By playing with plastic blocks that stick and slip much like rock, physicists are challenging centuries-old ideas about the nature of friction itself. Seemingly unimportant differences at small scales can have big consequences, an Israeli team reports in an upcoming Physical Review Letters.
“If you want to know how hard you have to push a specific object [to overcome friction], and you want to know to high precision, right now we don’t know what the answer is,” says Jay Fineberg, a physicist at the Hebrew University of Jerusalem.
The force needed to start an object sliding traditionally depends on two things: its weight (as well as any other downward forces) and a number called the coefficient of static friction. This number is typically thought to be dictated by the roughness of an object’s surface and the material it’s made of; rubber’s coefficient is larger than Teflon’s, for instance.
Fineberg and his colleagues put friction to the test by squeezing together pairs of Plexiglas blocks with tremendous forces meant to simulate the crush of colliding pieces of the Earth’s crust. One block is pushed sideways until it slips, while gauges alongside the blocks measure the stresses building up where the blocks touch. These stresses, the researchers found, tend to be unevenly distributed.
“Friction is a tricky thing to measure,” says Chris Marone, a geophysicist at Pennsylvania State University in University Park. “These guys are looking in much more detail than people have looked before.”
Different ways of pushing and pressing on the blocks can change both the pattern of stresses and the strength of the shove needed to get things moving. Tilt one block slightly — one or two hundredths of a degree — and the force needed to slide the other block can be larger or smaller than expected. In hundreds of experiments summarized in the new paper, the coefficient of static friction varied by as much as a factor of about two, depending on, for instance, the shape of the blocks or the distribution of the force pressing down.
“The results are a bit contrary to the intuition we have and stimulate us to look for a new theory,” says Stefano Zapperi, a theoretical physicist at Italy’s National Research Council Institute for Energetics and Interphases in Milan.
Such a theory must take into account the microscopic nature of friction — the tiny points of contact where two bumpy surfaces touch.
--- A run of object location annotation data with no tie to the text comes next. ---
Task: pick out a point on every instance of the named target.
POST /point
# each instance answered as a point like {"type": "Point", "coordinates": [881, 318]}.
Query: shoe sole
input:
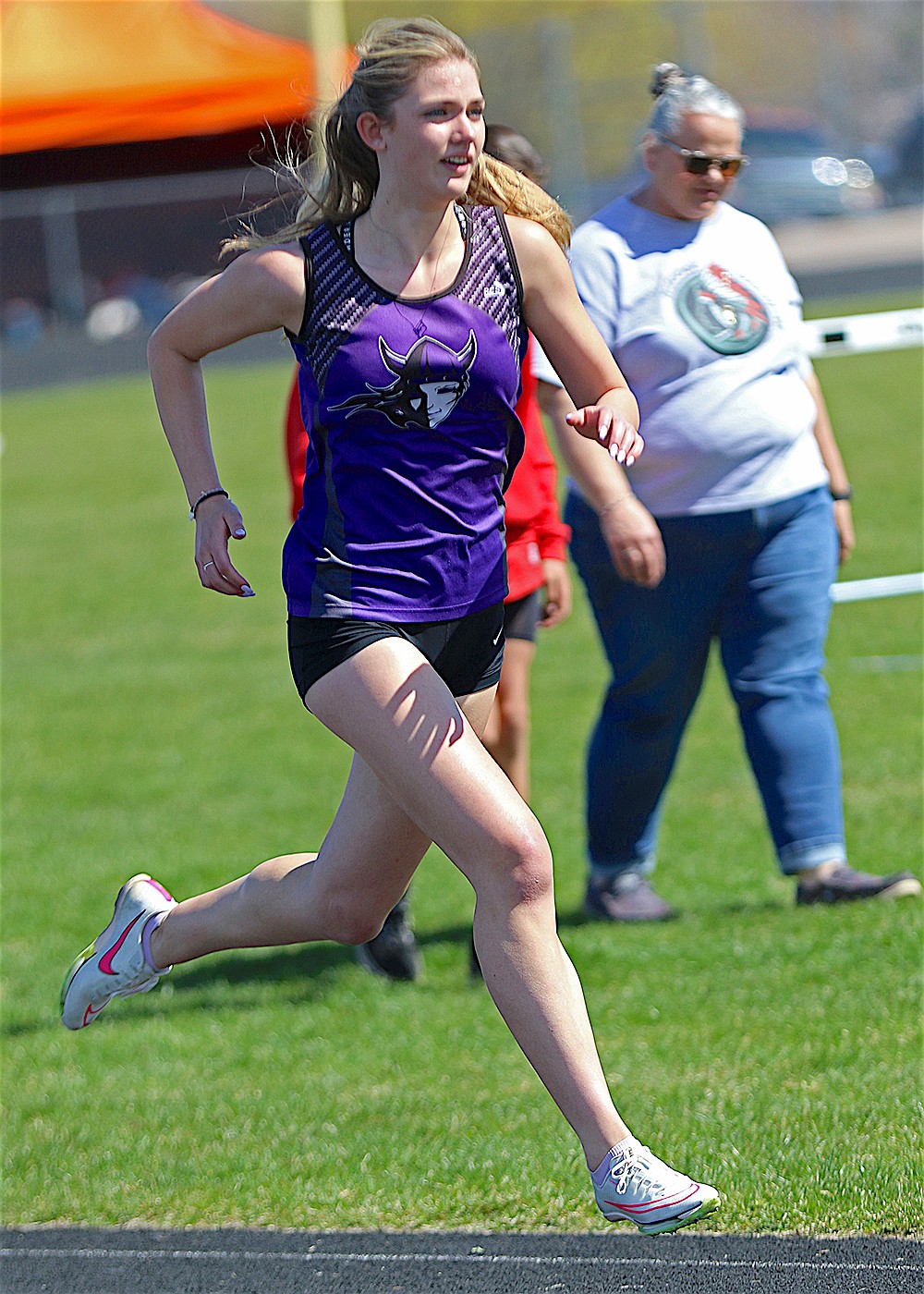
{"type": "Point", "coordinates": [87, 955]}
{"type": "Point", "coordinates": [703, 1210]}
{"type": "Point", "coordinates": [369, 963]}
{"type": "Point", "coordinates": [908, 886]}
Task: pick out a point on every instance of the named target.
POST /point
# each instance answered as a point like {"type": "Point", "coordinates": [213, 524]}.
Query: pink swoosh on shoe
{"type": "Point", "coordinates": [655, 1203]}
{"type": "Point", "coordinates": [106, 959]}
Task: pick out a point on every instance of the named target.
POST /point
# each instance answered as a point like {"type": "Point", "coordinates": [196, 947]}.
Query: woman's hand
{"type": "Point", "coordinates": [634, 541]}
{"type": "Point", "coordinates": [602, 423]}
{"type": "Point", "coordinates": [216, 521]}
{"type": "Point", "coordinates": [845, 533]}
{"type": "Point", "coordinates": [556, 592]}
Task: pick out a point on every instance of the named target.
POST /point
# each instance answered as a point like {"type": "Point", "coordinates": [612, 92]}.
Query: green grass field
{"type": "Point", "coordinates": [146, 726]}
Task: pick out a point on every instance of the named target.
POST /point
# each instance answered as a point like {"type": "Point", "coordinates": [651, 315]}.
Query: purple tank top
{"type": "Point", "coordinates": [409, 408]}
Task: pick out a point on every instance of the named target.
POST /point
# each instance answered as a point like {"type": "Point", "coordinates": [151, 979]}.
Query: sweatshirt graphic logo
{"type": "Point", "coordinates": [723, 312]}
{"type": "Point", "coordinates": [430, 381]}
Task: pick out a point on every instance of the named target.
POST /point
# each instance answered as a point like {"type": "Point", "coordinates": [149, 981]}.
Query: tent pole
{"type": "Point", "coordinates": [62, 255]}
{"type": "Point", "coordinates": [326, 29]}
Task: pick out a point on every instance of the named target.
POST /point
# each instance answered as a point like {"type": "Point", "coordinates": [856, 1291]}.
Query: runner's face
{"type": "Point", "coordinates": [671, 189]}
{"type": "Point", "coordinates": [435, 132]}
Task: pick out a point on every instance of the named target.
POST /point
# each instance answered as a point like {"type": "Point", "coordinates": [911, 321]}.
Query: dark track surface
{"type": "Point", "coordinates": [83, 1261]}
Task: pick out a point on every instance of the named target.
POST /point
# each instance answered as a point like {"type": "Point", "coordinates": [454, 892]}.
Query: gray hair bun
{"type": "Point", "coordinates": [664, 75]}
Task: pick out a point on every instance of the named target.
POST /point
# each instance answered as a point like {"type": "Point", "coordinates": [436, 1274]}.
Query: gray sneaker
{"type": "Point", "coordinates": [844, 885]}
{"type": "Point", "coordinates": [626, 897]}
{"type": "Point", "coordinates": [394, 953]}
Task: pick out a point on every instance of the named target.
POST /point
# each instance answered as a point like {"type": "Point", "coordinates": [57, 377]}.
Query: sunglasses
{"type": "Point", "coordinates": [700, 164]}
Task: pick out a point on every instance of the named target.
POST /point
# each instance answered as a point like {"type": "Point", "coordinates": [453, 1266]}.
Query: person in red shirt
{"type": "Point", "coordinates": [537, 578]}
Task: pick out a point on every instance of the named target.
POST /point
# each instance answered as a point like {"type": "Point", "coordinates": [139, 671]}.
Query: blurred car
{"type": "Point", "coordinates": [904, 164]}
{"type": "Point", "coordinates": [797, 171]}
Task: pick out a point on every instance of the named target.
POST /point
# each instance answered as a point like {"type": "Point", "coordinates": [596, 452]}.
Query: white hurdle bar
{"type": "Point", "coordinates": [881, 586]}
{"type": "Point", "coordinates": [888, 330]}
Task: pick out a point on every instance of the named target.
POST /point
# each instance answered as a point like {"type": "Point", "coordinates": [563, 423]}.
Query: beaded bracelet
{"type": "Point", "coordinates": [206, 494]}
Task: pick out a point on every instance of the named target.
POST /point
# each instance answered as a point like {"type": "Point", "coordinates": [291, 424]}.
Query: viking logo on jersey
{"type": "Point", "coordinates": [430, 381]}
{"type": "Point", "coordinates": [723, 312]}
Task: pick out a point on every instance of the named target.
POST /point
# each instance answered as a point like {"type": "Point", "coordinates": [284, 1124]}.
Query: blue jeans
{"type": "Point", "coordinates": [758, 581]}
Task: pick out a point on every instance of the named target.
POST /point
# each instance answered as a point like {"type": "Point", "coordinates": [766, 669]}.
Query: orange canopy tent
{"type": "Point", "coordinates": [88, 73]}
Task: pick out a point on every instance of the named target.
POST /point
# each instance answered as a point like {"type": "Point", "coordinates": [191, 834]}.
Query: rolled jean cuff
{"type": "Point", "coordinates": [804, 854]}
{"type": "Point", "coordinates": [606, 873]}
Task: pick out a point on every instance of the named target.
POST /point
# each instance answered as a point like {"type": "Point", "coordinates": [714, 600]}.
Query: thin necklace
{"type": "Point", "coordinates": [419, 327]}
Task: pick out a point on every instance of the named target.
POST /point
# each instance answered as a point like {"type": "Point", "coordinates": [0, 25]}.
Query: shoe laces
{"type": "Point", "coordinates": [634, 1170]}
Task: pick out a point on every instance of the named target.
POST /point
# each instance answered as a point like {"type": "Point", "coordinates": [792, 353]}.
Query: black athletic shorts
{"type": "Point", "coordinates": [522, 617]}
{"type": "Point", "coordinates": [466, 653]}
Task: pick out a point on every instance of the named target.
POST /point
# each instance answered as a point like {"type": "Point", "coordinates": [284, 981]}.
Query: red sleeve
{"type": "Point", "coordinates": [297, 448]}
{"type": "Point", "coordinates": [535, 530]}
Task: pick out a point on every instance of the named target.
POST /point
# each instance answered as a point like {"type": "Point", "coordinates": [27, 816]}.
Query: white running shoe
{"type": "Point", "coordinates": [114, 964]}
{"type": "Point", "coordinates": [640, 1188]}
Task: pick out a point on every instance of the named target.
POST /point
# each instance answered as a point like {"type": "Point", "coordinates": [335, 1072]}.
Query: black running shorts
{"type": "Point", "coordinates": [466, 653]}
{"type": "Point", "coordinates": [522, 617]}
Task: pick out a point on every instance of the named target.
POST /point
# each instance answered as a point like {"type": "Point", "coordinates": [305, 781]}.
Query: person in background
{"type": "Point", "coordinates": [406, 285]}
{"type": "Point", "coordinates": [729, 528]}
{"type": "Point", "coordinates": [537, 575]}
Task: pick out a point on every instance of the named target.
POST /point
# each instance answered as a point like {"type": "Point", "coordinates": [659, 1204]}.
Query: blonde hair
{"type": "Point", "coordinates": [339, 178]}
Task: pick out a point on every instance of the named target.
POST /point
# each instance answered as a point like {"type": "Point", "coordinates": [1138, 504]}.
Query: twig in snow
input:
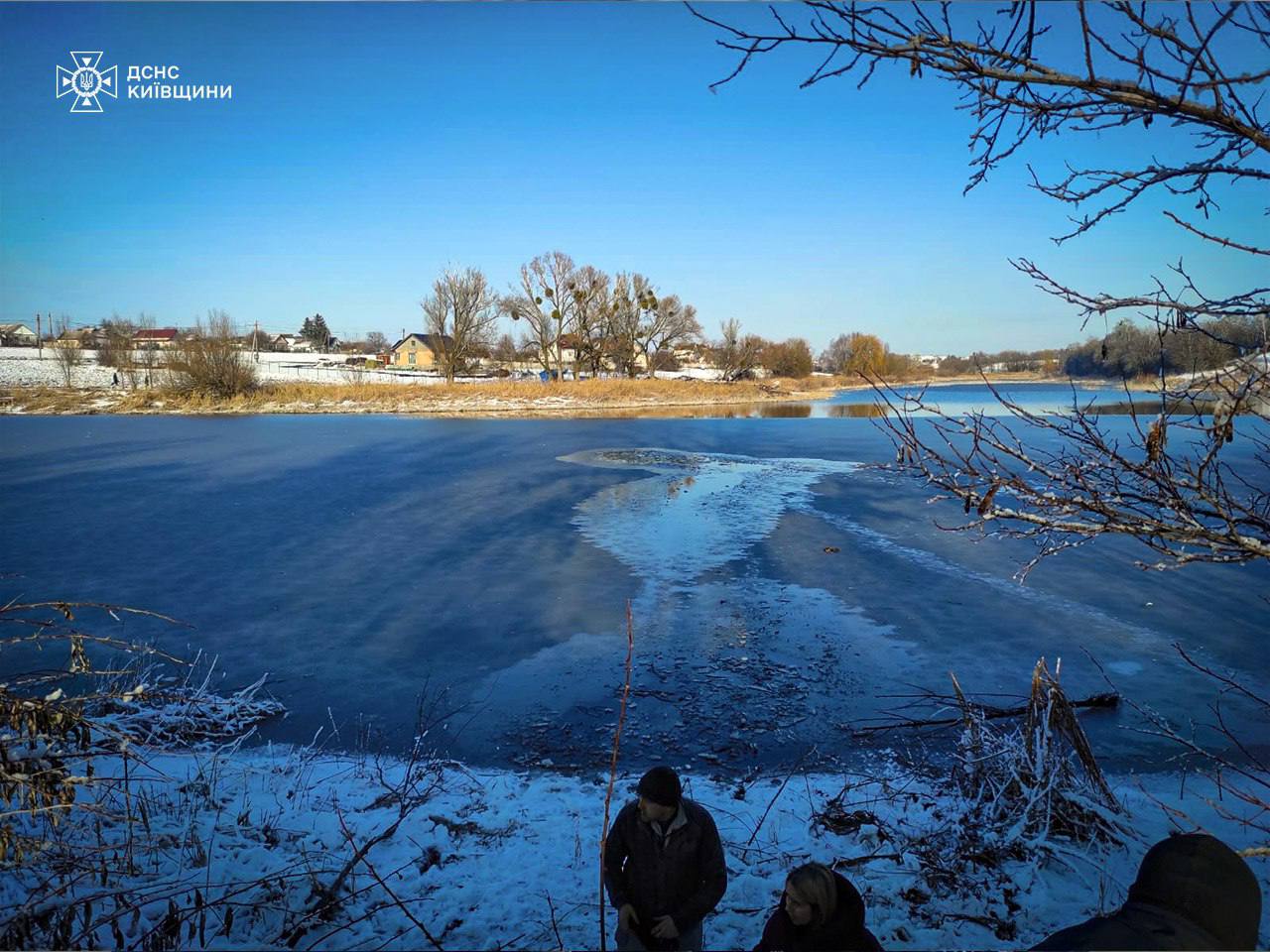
{"type": "Point", "coordinates": [612, 770]}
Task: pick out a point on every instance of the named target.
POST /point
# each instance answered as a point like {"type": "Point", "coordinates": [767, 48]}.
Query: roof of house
{"type": "Point", "coordinates": [445, 340]}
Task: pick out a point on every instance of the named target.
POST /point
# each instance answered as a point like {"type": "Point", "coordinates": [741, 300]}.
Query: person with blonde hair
{"type": "Point", "coordinates": [820, 911]}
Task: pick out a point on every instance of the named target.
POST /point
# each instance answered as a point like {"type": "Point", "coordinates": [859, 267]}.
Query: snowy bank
{"type": "Point", "coordinates": [504, 860]}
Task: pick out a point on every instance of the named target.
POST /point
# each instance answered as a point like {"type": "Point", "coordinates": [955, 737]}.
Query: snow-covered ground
{"type": "Point", "coordinates": [489, 857]}
{"type": "Point", "coordinates": [26, 367]}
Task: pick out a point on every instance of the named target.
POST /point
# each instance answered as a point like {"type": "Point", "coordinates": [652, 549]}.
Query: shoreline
{"type": "Point", "coordinates": [495, 399]}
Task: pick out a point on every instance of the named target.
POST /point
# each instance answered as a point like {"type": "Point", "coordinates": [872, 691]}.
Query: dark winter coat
{"type": "Point", "coordinates": [1192, 892]}
{"type": "Point", "coordinates": [843, 932]}
{"type": "Point", "coordinates": [681, 875]}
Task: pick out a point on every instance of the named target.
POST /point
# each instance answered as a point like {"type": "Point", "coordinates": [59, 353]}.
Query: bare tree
{"type": "Point", "coordinates": [1199, 70]}
{"type": "Point", "coordinates": [855, 353]}
{"type": "Point", "coordinates": [667, 322]}
{"type": "Point", "coordinates": [461, 316]}
{"type": "Point", "coordinates": [66, 353]}
{"type": "Point", "coordinates": [547, 303]}
{"type": "Point", "coordinates": [209, 361]}
{"type": "Point", "coordinates": [737, 356]}
{"type": "Point", "coordinates": [592, 312]}
{"type": "Point", "coordinates": [633, 299]}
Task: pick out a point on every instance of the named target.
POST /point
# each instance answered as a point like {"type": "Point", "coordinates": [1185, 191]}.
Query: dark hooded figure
{"type": "Point", "coordinates": [820, 911]}
{"type": "Point", "coordinates": [665, 867]}
{"type": "Point", "coordinates": [1192, 892]}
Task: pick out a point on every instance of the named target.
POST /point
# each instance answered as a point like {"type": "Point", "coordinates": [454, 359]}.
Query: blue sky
{"type": "Point", "coordinates": [370, 145]}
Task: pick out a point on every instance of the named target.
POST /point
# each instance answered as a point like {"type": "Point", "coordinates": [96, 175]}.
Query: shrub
{"type": "Point", "coordinates": [211, 362]}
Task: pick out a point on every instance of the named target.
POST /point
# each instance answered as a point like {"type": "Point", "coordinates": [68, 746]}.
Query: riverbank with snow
{"type": "Point", "coordinates": [503, 860]}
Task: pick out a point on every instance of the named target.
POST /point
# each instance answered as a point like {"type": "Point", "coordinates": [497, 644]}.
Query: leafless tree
{"type": "Point", "coordinates": [592, 312]}
{"type": "Point", "coordinates": [631, 303]}
{"type": "Point", "coordinates": [545, 302]}
{"type": "Point", "coordinates": [1030, 71]}
{"type": "Point", "coordinates": [66, 353]}
{"type": "Point", "coordinates": [668, 322]}
{"type": "Point", "coordinates": [737, 354]}
{"type": "Point", "coordinates": [461, 316]}
{"type": "Point", "coordinates": [209, 361]}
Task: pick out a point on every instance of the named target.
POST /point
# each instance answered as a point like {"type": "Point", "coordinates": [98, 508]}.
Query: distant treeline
{"type": "Point", "coordinates": [1128, 350]}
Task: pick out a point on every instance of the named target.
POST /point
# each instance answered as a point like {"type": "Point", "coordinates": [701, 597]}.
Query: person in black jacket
{"type": "Point", "coordinates": [820, 911]}
{"type": "Point", "coordinates": [1193, 892]}
{"type": "Point", "coordinates": [663, 867]}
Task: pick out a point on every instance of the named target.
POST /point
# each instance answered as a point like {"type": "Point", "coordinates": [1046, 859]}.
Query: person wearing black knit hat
{"type": "Point", "coordinates": [1193, 892]}
{"type": "Point", "coordinates": [665, 867]}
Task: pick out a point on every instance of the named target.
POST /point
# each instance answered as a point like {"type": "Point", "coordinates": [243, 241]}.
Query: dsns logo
{"type": "Point", "coordinates": [86, 81]}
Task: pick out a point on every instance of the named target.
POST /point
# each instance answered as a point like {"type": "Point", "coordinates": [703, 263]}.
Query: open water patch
{"type": "Point", "coordinates": [698, 512]}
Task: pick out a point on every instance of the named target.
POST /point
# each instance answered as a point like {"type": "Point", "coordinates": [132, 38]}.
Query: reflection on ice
{"type": "Point", "coordinates": [698, 512]}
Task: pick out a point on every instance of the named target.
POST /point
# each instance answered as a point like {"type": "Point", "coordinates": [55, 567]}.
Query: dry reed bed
{"type": "Point", "coordinates": [492, 398]}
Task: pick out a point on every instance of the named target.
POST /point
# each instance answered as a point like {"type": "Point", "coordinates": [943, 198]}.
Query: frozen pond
{"type": "Point", "coordinates": [780, 589]}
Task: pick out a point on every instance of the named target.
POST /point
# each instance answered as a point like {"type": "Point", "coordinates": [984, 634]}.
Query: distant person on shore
{"type": "Point", "coordinates": [663, 867]}
{"type": "Point", "coordinates": [1192, 892]}
{"type": "Point", "coordinates": [820, 911]}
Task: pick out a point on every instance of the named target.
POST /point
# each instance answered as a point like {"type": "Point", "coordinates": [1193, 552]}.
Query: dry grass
{"type": "Point", "coordinates": [490, 398]}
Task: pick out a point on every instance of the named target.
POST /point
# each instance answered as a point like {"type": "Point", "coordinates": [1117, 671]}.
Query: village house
{"type": "Point", "coordinates": [84, 338]}
{"type": "Point", "coordinates": [17, 335]}
{"type": "Point", "coordinates": [155, 338]}
{"type": "Point", "coordinates": [420, 350]}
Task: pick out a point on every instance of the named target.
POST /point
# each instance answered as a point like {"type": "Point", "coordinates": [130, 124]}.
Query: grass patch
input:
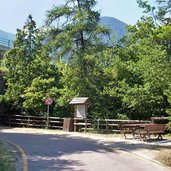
{"type": "Point", "coordinates": [8, 158]}
{"type": "Point", "coordinates": [164, 157]}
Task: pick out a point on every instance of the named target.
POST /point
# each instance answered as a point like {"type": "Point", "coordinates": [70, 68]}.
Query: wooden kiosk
{"type": "Point", "coordinates": [81, 105]}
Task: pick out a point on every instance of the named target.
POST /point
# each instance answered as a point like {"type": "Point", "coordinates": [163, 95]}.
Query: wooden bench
{"type": "Point", "coordinates": [128, 128]}
{"type": "Point", "coordinates": [152, 129]}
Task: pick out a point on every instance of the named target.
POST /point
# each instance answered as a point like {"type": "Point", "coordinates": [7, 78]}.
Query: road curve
{"type": "Point", "coordinates": [64, 153]}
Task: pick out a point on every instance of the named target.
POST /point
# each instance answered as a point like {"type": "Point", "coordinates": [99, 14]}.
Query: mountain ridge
{"type": "Point", "coordinates": [116, 26]}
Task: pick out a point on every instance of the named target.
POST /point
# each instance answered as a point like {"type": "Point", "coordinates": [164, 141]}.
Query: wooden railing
{"type": "Point", "coordinates": [102, 125]}
{"type": "Point", "coordinates": [78, 124]}
{"type": "Point", "coordinates": [32, 121]}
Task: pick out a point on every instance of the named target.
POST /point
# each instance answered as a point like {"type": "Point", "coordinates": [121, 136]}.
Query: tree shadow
{"type": "Point", "coordinates": [54, 152]}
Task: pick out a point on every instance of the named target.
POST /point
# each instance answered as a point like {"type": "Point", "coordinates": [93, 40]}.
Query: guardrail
{"type": "Point", "coordinates": [6, 42]}
{"type": "Point", "coordinates": [67, 124]}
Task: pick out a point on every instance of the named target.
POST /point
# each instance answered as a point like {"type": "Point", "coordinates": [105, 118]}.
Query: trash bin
{"type": "Point", "coordinates": [68, 124]}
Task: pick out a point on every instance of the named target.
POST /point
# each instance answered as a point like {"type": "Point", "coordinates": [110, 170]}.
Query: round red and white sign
{"type": "Point", "coordinates": [48, 101]}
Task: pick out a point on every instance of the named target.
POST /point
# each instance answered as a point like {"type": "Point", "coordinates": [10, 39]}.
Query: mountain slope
{"type": "Point", "coordinates": [117, 27]}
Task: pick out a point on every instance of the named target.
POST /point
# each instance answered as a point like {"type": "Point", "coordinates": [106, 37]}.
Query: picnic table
{"type": "Point", "coordinates": [142, 129]}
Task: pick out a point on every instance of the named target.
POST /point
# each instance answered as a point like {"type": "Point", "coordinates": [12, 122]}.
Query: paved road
{"type": "Point", "coordinates": [64, 153]}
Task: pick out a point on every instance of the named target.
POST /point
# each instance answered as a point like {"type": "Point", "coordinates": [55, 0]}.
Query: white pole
{"type": "Point", "coordinates": [47, 116]}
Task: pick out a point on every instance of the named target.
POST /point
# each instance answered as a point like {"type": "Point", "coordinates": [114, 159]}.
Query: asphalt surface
{"type": "Point", "coordinates": [62, 152]}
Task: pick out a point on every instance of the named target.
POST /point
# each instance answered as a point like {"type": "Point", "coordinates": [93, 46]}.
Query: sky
{"type": "Point", "coordinates": [14, 13]}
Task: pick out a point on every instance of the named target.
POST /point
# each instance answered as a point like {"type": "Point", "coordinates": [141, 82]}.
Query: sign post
{"type": "Point", "coordinates": [48, 102]}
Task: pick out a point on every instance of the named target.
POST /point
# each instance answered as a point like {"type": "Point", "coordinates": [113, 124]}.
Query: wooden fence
{"type": "Point", "coordinates": [78, 124]}
{"type": "Point", "coordinates": [101, 125]}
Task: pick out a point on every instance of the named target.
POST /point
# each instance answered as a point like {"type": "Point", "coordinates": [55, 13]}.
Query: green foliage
{"type": "Point", "coordinates": [8, 158]}
{"type": "Point", "coordinates": [30, 74]}
{"type": "Point", "coordinates": [129, 80]}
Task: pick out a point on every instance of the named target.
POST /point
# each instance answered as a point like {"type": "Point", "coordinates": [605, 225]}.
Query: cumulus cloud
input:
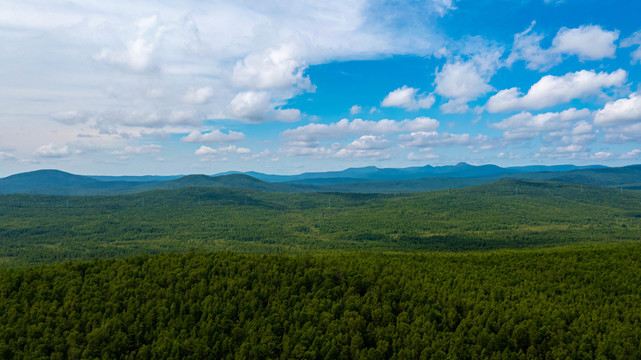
{"type": "Point", "coordinates": [138, 150]}
{"type": "Point", "coordinates": [632, 154]}
{"type": "Point", "coordinates": [527, 47]}
{"type": "Point", "coordinates": [601, 155]}
{"type": "Point", "coordinates": [71, 117]}
{"type": "Point", "coordinates": [406, 97]}
{"type": "Point", "coordinates": [259, 155]}
{"type": "Point", "coordinates": [620, 112]}
{"type": "Point", "coordinates": [424, 154]}
{"type": "Point", "coordinates": [367, 146]}
{"type": "Point", "coordinates": [553, 90]}
{"type": "Point", "coordinates": [214, 137]}
{"type": "Point", "coordinates": [230, 149]}
{"type": "Point", "coordinates": [52, 151]}
{"type": "Point", "coordinates": [136, 53]}
{"type": "Point", "coordinates": [199, 95]}
{"type": "Point", "coordinates": [588, 42]}
{"type": "Point", "coordinates": [424, 139]}
{"type": "Point", "coordinates": [355, 109]}
{"type": "Point", "coordinates": [256, 106]}
{"type": "Point", "coordinates": [464, 81]}
{"type": "Point", "coordinates": [345, 128]}
{"type": "Point", "coordinates": [634, 40]}
{"type": "Point", "coordinates": [525, 125]}
{"type": "Point", "coordinates": [4, 156]}
{"type": "Point", "coordinates": [273, 69]}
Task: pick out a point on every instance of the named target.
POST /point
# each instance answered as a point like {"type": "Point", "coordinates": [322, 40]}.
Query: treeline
{"type": "Point", "coordinates": [37, 229]}
{"type": "Point", "coordinates": [582, 303]}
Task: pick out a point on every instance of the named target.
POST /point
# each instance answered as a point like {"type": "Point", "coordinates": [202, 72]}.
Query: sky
{"type": "Point", "coordinates": [163, 87]}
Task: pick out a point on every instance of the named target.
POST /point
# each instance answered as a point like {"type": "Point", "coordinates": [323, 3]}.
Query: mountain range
{"type": "Point", "coordinates": [366, 179]}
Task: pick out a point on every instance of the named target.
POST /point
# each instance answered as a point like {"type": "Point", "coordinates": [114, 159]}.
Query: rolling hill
{"type": "Point", "coordinates": [361, 180]}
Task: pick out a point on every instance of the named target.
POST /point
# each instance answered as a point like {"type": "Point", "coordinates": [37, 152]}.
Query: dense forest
{"type": "Point", "coordinates": [40, 229]}
{"type": "Point", "coordinates": [582, 303]}
{"type": "Point", "coordinates": [511, 270]}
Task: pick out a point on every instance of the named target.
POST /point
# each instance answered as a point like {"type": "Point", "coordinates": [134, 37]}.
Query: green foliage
{"type": "Point", "coordinates": [582, 303]}
{"type": "Point", "coordinates": [37, 229]}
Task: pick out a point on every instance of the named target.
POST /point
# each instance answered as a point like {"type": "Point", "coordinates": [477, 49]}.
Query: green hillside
{"type": "Point", "coordinates": [232, 180]}
{"type": "Point", "coordinates": [582, 303]}
{"type": "Point", "coordinates": [507, 214]}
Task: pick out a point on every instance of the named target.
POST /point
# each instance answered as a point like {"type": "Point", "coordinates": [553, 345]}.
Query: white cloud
{"type": "Point", "coordinates": [52, 151]}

In the new experiments, the physicists studied these surface interactions by shining laser light through the transparent blocks. The lasers revealed that connections between the two objects don’t all give out at the same time when a block starts to slip. Instead, a rupture forms in one spot and spreads outwards.
The speed at which a rupture moves seems to depend on how stresses build up in small areas. But Fineberg and his colleagues still can’t pinpoint the moment when a given pattern of stress will give way to generate one of these moving cracks.
“Can I predict an earthquake in the laboratory? Not yet,” says Fineberg. “We don’t know what the straw that breaks the camel’s back is.”